Адриенна поблагодарила его за сочувствие, взяла выписанный им пропуск и в тот же день села в почтовую карету вместе с Анастасией, Викторией и слугой-французом, которого им подыскала графиня фон Румбеке: он говорил по-немецки.
…Кучер издали указал ей на колокольни Ольмюца, когда они выехали за поворот дороги, миновав порыжелую рощицу. Задыхаясь от слез, Адриенна мысленно повторяла слова из Книги Товита: "Благословен Ты, Боже, и благословенно имя Твое вовеки, и благословенны все святые Ангелы Твои! Потому что Ты наказал и помиловал меня".
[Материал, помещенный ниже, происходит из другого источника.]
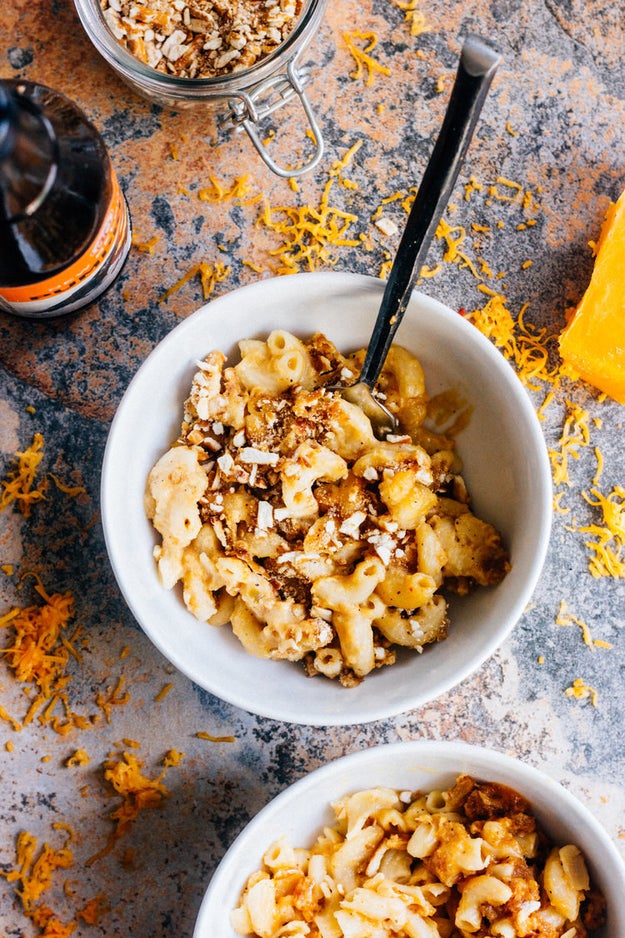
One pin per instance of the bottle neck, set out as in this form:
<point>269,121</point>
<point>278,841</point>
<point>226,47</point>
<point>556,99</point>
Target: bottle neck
<point>28,155</point>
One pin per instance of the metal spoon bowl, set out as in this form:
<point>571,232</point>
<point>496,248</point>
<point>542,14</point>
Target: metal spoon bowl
<point>476,69</point>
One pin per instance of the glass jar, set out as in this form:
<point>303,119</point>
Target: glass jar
<point>240,100</point>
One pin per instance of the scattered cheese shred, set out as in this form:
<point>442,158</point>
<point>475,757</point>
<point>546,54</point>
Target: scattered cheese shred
<point>309,233</point>
<point>172,758</point>
<point>19,485</point>
<point>37,655</point>
<point>575,434</point>
<point>163,692</point>
<point>138,792</point>
<point>215,739</point>
<point>210,275</point>
<point>113,698</point>
<point>365,63</point>
<point>608,548</point>
<point>79,758</point>
<point>414,16</point>
<point>580,690</point>
<point>146,247</point>
<point>33,874</point>
<point>564,617</point>
<point>217,192</point>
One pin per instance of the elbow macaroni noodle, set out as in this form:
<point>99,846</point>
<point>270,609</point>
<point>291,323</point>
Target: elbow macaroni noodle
<point>467,862</point>
<point>281,512</point>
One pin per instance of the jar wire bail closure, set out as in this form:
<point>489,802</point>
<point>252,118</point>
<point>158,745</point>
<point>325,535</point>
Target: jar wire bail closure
<point>247,112</point>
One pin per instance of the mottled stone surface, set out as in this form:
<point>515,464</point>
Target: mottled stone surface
<point>554,123</point>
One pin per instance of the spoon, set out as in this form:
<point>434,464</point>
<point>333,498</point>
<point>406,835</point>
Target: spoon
<point>476,69</point>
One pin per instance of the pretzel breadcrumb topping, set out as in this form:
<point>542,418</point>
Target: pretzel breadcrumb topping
<point>200,38</point>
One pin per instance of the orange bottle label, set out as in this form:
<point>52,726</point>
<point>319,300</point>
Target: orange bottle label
<point>82,269</point>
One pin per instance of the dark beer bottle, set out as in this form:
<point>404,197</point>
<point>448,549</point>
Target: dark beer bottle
<point>64,224</point>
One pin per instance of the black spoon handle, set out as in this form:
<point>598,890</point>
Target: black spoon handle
<point>476,69</point>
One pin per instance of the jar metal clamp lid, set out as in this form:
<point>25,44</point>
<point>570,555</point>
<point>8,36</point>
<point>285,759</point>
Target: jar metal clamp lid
<point>241,99</point>
<point>248,111</point>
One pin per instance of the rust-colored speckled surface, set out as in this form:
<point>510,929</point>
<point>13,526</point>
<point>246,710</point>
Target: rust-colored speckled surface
<point>554,124</point>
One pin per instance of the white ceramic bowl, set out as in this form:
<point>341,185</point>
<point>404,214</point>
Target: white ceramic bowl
<point>505,466</point>
<point>301,811</point>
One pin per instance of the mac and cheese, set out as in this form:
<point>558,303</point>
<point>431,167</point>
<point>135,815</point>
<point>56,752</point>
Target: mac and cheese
<point>280,511</point>
<point>467,862</point>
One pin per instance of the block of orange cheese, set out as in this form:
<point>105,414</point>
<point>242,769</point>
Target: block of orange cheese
<point>593,342</point>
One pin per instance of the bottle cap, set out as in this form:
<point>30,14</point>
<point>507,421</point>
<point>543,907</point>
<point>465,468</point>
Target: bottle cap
<point>7,119</point>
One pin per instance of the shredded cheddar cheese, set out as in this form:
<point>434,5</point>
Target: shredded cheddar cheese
<point>580,690</point>
<point>163,692</point>
<point>310,234</point>
<point>34,871</point>
<point>19,485</point>
<point>210,275</point>
<point>414,17</point>
<point>365,63</point>
<point>146,247</point>
<point>113,698</point>
<point>214,739</point>
<point>172,758</point>
<point>575,434</point>
<point>216,192</point>
<point>608,548</point>
<point>138,793</point>
<point>79,758</point>
<point>566,618</point>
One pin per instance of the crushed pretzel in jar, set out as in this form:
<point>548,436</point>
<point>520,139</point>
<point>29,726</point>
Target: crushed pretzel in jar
<point>200,38</point>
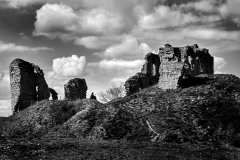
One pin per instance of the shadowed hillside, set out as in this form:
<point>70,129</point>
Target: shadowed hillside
<point>203,111</point>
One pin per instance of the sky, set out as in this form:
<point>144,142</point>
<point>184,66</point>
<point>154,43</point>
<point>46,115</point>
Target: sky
<point>105,41</point>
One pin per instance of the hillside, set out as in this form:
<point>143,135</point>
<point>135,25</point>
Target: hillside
<point>204,110</point>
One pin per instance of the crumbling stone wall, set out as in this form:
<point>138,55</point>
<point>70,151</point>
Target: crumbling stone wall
<point>148,76</point>
<point>24,78</point>
<point>170,66</point>
<point>75,89</point>
<point>151,68</point>
<point>178,63</point>
<point>54,94</point>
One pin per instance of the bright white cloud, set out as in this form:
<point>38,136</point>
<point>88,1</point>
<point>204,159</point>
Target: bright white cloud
<point>1,75</point>
<point>231,10</point>
<point>94,42</point>
<point>209,6</point>
<point>12,48</point>
<point>60,20</point>
<point>210,33</point>
<point>165,17</point>
<point>219,63</point>
<point>129,48</point>
<point>73,66</point>
<point>117,64</point>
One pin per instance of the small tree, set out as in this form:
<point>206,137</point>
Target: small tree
<point>114,92</point>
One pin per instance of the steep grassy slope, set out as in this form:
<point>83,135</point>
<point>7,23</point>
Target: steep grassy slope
<point>206,109</point>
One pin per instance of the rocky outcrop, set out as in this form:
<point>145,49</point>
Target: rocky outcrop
<point>135,83</point>
<point>151,68</point>
<point>75,89</point>
<point>54,94</point>
<point>43,92</point>
<point>178,63</point>
<point>148,76</point>
<point>92,96</point>
<point>170,66</point>
<point>24,78</point>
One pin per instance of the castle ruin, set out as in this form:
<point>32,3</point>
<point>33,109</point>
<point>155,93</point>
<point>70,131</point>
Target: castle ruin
<point>28,84</point>
<point>170,66</point>
<point>75,89</point>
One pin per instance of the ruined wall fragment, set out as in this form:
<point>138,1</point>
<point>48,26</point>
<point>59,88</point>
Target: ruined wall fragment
<point>27,83</point>
<point>148,76</point>
<point>23,86</point>
<point>178,63</point>
<point>75,89</point>
<point>54,94</point>
<point>151,68</point>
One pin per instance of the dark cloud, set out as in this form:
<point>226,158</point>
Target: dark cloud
<point>18,20</point>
Зеленый луг на берегу Моравы упирался в высокий крепостной вал; за рекой дорога шла в гору к стенам самой крепости. У ворот их снова остановили часовые. Деревянные склады, два корпуса кордегардии, госпиталь, дом коменданта… Там женщины вышли.
Лицезреть генерал-лейтенанта фон Шплени им не посчастливилось: комендант, которому они передали свой пропуск и письмо военного министра, выслал к ним офицера охраны, а сам не появился.